Quello che hai appena detto succede praticamente sempre nel lavoro che faccio io, soprattutto per il compito che sto svolgendo adesso. In realtà, subentrare in un percorso formativo già avviato non è per nulla semplice; la prima cosa che si fa è richiedere la massima apertura, la massima disponibilità a chi ti ha interpellato, altrimenti è difficile. Successivamente bisogna prepararli al fatto che, all’inizio, loro non sono abituati a determinati messaggi, input e situazioni e potranno, anzi, è molto probabile che si possano trovare in difficoltà. In tal caso è come chiedere una prova, un atto di fede: capisci così se effettivamente loro hanno la possibilità di aprirsi ad un nuovo tipo di percorso che integri quello che loro hanno già svolto, altrimenti è molto difficile riuscire ad avere un minimo di impatto. Però è chiaro che la scelta finale deve essere loro, le motivazioni vere devono venire da loro, dipende da quanto loro desiderano veramente un certo tipo di situazione. Io non posso far altro che valorizzare o dare più energia a quello che loro hanno già dentro, ma non posso sostituirmi ai loro desideri, alle loro ambizioni.

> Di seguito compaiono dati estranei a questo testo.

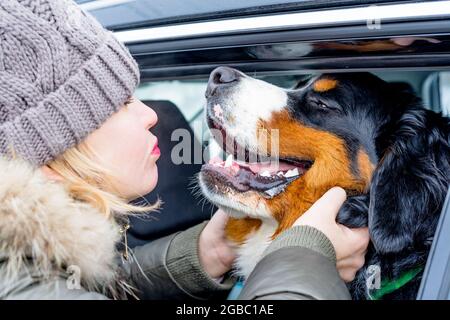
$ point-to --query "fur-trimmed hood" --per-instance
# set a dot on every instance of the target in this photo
(42, 227)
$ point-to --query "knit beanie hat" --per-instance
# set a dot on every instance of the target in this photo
(61, 76)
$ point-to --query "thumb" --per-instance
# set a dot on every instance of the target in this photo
(329, 204)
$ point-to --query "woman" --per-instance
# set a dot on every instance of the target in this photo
(76, 148)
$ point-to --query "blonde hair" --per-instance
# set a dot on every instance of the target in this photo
(89, 181)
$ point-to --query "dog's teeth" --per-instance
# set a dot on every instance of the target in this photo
(291, 173)
(265, 174)
(229, 161)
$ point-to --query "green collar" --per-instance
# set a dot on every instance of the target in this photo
(388, 286)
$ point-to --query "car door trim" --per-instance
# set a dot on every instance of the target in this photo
(368, 15)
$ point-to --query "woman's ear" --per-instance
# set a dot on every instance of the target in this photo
(409, 185)
(51, 174)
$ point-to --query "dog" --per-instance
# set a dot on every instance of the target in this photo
(352, 130)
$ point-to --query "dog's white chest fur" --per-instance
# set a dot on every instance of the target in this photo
(250, 252)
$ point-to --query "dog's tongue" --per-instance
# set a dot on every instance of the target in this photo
(270, 167)
(270, 177)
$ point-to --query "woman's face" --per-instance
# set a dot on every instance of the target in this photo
(127, 147)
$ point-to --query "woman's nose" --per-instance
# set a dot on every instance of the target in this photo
(152, 118)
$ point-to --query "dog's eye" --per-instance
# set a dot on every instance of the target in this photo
(319, 104)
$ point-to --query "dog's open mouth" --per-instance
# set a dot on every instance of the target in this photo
(269, 178)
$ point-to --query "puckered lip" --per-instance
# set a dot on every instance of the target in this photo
(269, 177)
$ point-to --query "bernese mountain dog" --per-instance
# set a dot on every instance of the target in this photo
(288, 147)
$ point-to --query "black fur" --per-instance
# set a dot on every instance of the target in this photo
(411, 148)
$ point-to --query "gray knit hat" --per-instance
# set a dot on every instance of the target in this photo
(61, 76)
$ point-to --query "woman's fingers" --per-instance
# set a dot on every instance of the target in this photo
(330, 203)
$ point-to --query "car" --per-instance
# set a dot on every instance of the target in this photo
(177, 44)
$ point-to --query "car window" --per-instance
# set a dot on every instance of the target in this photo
(115, 14)
(444, 90)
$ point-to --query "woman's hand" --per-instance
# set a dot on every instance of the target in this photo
(350, 244)
(216, 253)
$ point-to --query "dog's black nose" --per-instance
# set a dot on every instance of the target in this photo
(221, 76)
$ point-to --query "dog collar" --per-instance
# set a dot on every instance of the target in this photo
(389, 286)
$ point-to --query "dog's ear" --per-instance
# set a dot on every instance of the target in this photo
(409, 185)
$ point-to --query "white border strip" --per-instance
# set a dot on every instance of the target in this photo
(299, 20)
(102, 4)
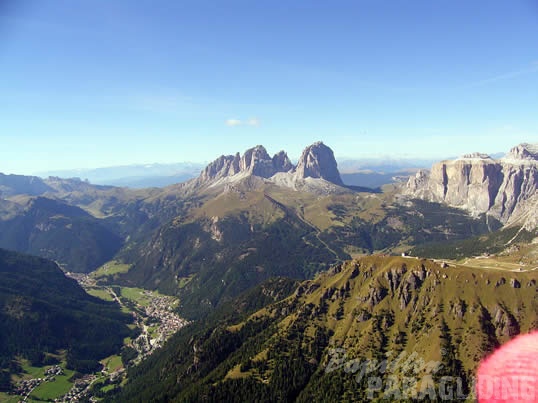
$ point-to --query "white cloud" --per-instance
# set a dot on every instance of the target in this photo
(233, 122)
(238, 122)
(253, 122)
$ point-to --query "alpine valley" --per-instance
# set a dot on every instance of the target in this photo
(265, 280)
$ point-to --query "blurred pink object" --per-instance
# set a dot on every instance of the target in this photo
(510, 374)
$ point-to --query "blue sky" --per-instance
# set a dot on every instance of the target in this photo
(91, 83)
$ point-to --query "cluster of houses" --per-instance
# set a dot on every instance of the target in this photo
(78, 391)
(26, 386)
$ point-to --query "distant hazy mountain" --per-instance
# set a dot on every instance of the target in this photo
(505, 188)
(135, 176)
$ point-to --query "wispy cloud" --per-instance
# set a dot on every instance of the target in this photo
(238, 122)
(530, 69)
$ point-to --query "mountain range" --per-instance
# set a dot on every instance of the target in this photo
(278, 265)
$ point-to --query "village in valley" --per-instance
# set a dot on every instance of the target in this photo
(154, 318)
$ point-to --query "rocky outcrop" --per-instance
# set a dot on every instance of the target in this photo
(281, 162)
(225, 165)
(317, 161)
(480, 184)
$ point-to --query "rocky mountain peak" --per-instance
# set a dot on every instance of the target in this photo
(502, 188)
(523, 151)
(225, 165)
(317, 161)
(480, 156)
(257, 161)
(281, 162)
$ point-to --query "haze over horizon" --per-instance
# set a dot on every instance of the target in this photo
(99, 84)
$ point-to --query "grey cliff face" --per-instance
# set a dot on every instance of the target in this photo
(480, 184)
(225, 165)
(317, 161)
(281, 162)
(257, 162)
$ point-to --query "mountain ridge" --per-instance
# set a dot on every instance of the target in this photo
(317, 162)
(505, 188)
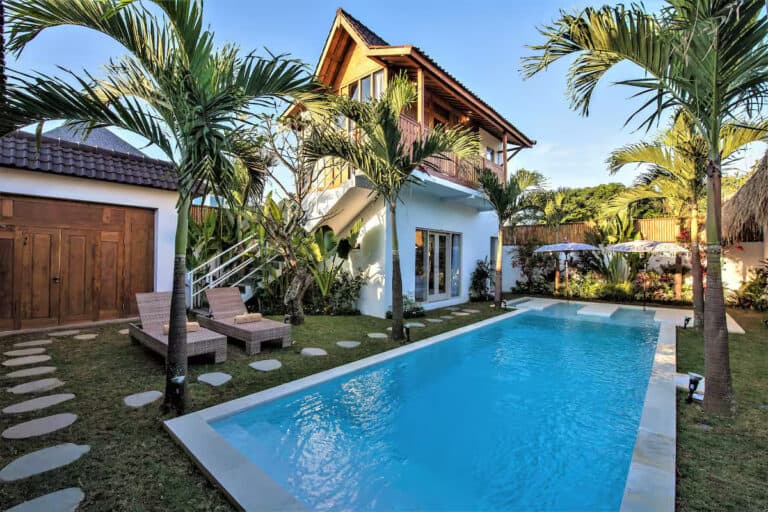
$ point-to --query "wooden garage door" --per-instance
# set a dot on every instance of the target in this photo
(67, 262)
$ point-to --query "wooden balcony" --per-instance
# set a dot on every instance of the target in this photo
(462, 171)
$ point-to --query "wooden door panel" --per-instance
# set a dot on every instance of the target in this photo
(77, 285)
(39, 268)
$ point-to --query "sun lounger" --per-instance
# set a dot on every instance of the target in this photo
(225, 304)
(155, 312)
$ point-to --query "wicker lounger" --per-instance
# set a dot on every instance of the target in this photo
(155, 311)
(225, 304)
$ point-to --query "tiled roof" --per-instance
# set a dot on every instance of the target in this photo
(19, 150)
(370, 37)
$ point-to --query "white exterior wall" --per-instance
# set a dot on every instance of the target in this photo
(40, 184)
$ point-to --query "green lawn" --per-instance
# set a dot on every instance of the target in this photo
(133, 463)
(726, 468)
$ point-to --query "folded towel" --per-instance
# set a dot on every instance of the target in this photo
(191, 327)
(248, 318)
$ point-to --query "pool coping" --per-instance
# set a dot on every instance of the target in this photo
(650, 482)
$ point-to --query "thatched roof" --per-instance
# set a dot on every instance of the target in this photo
(747, 209)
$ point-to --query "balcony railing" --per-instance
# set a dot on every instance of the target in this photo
(459, 170)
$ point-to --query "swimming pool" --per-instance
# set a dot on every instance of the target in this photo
(539, 411)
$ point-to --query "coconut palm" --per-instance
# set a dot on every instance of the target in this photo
(174, 88)
(706, 57)
(678, 176)
(381, 152)
(512, 204)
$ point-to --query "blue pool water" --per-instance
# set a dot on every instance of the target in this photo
(536, 412)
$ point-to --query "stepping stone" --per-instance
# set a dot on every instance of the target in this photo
(33, 343)
(141, 399)
(313, 352)
(30, 372)
(64, 334)
(36, 386)
(86, 336)
(21, 361)
(42, 460)
(266, 365)
(215, 379)
(40, 426)
(25, 352)
(38, 403)
(65, 500)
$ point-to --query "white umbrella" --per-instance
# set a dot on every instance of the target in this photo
(566, 247)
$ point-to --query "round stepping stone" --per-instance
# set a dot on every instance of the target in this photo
(21, 361)
(36, 386)
(313, 352)
(38, 403)
(33, 343)
(266, 365)
(25, 352)
(42, 460)
(86, 336)
(64, 334)
(30, 372)
(215, 379)
(141, 399)
(65, 500)
(40, 426)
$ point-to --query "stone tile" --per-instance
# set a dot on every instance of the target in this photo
(85, 337)
(33, 343)
(36, 386)
(266, 365)
(64, 334)
(39, 426)
(65, 500)
(30, 372)
(215, 379)
(38, 403)
(25, 352)
(42, 460)
(21, 361)
(141, 399)
(313, 352)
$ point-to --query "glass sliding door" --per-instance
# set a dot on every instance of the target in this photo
(438, 263)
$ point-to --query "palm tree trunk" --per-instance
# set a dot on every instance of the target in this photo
(498, 267)
(397, 280)
(718, 398)
(696, 276)
(176, 359)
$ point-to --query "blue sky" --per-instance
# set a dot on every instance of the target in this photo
(479, 43)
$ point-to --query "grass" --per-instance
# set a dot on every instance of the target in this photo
(726, 468)
(133, 463)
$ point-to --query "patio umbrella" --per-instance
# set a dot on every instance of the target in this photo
(566, 247)
(646, 246)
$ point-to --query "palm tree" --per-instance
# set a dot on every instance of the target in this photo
(381, 152)
(708, 58)
(512, 206)
(174, 88)
(678, 176)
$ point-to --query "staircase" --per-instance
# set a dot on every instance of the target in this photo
(237, 266)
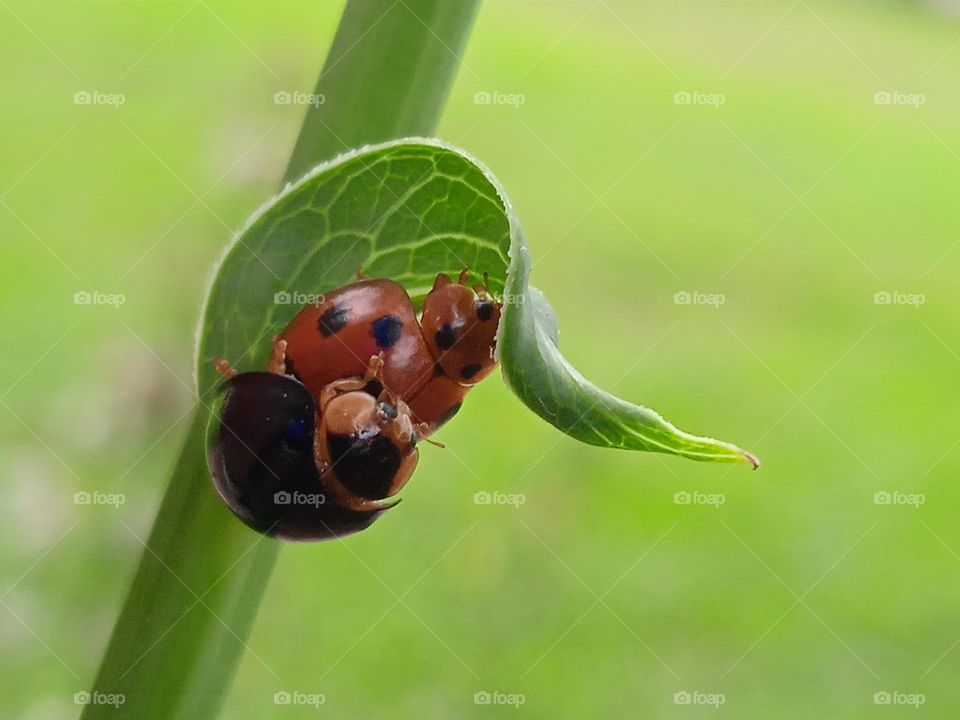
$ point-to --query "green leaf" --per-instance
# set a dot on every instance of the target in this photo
(183, 627)
(406, 210)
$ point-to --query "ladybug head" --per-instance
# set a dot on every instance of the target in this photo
(369, 445)
(460, 327)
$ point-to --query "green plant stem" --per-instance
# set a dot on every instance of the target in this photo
(190, 609)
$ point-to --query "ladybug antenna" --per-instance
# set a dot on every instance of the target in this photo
(423, 429)
(224, 368)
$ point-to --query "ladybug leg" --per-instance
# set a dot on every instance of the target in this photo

Alcune volte in oncologia assistiamo a storie straordinarie, persone che inizialmente presentavano un quadro clinico molto grave e che invece con le terapie giuste, attraverso molto tempo riescono a raggiungere il traguardo della guarigione, difficilmente prevedibile all’inizio; questo grazie all’evoluzione delle terapie, che stanno diventando sempre più efficaci e mirate, e al lavoro e collaborazione delle diverse figure mediche nell’equipe oncologica. Non voglio che tu me ne faccia il nome, ma ti è mai capitato che ci fosse un ragazzo che ti ha sorpreso perché non avresti mai pensato raggiungesse il circuito professionistico del tennis?
Sì, è chiaramente successo, ma più che altro nel mio percorso professionale giovanile, cioè, quando avevo un certo tipo di esperienza diverso da quello che ho adesso. In passato quindi, mi è capitato e devo dire che l’elemento che mi ha sorpreso in queste persone è stata un’autostima che era superiore alle loro risorse in quel momento. Questo li ha portati ad avere una carriera migliore, o superiore a determinate aspettative, ed è un elemento molto interessante questo. Ora non pronostico mai quando mi trovo di fronte un giovane tennista, piuttosto cerco di individuare il cammino migliore da fargli percorrere e concentrarmi sulle risorse da offrire per far sì che completi il suo percorso formativo nel migliore modo possibile. Capire se potrà o meno arrivare a un predeterminato risultato è uno spreco di energie rispetto alla possibilità di concentrarsi sulle risorse da offrirgli, sarà anche attraverso quelle che eventualmente potrà scrivere una storia eccezionale.
Grazie Umberto, confrontarci con un tecnico è per noi una situazione diversa ma le tue parole ci hanno guidati in un percorso chiarissimo, votato alla capacità di raggiungere obiettivi attraverso il lavoro sui mezzi. Siamo orgogliosi di avere nella squadra di Atleti al tuo fianco un maestro ma soprattutto un uomo del tuo spessore.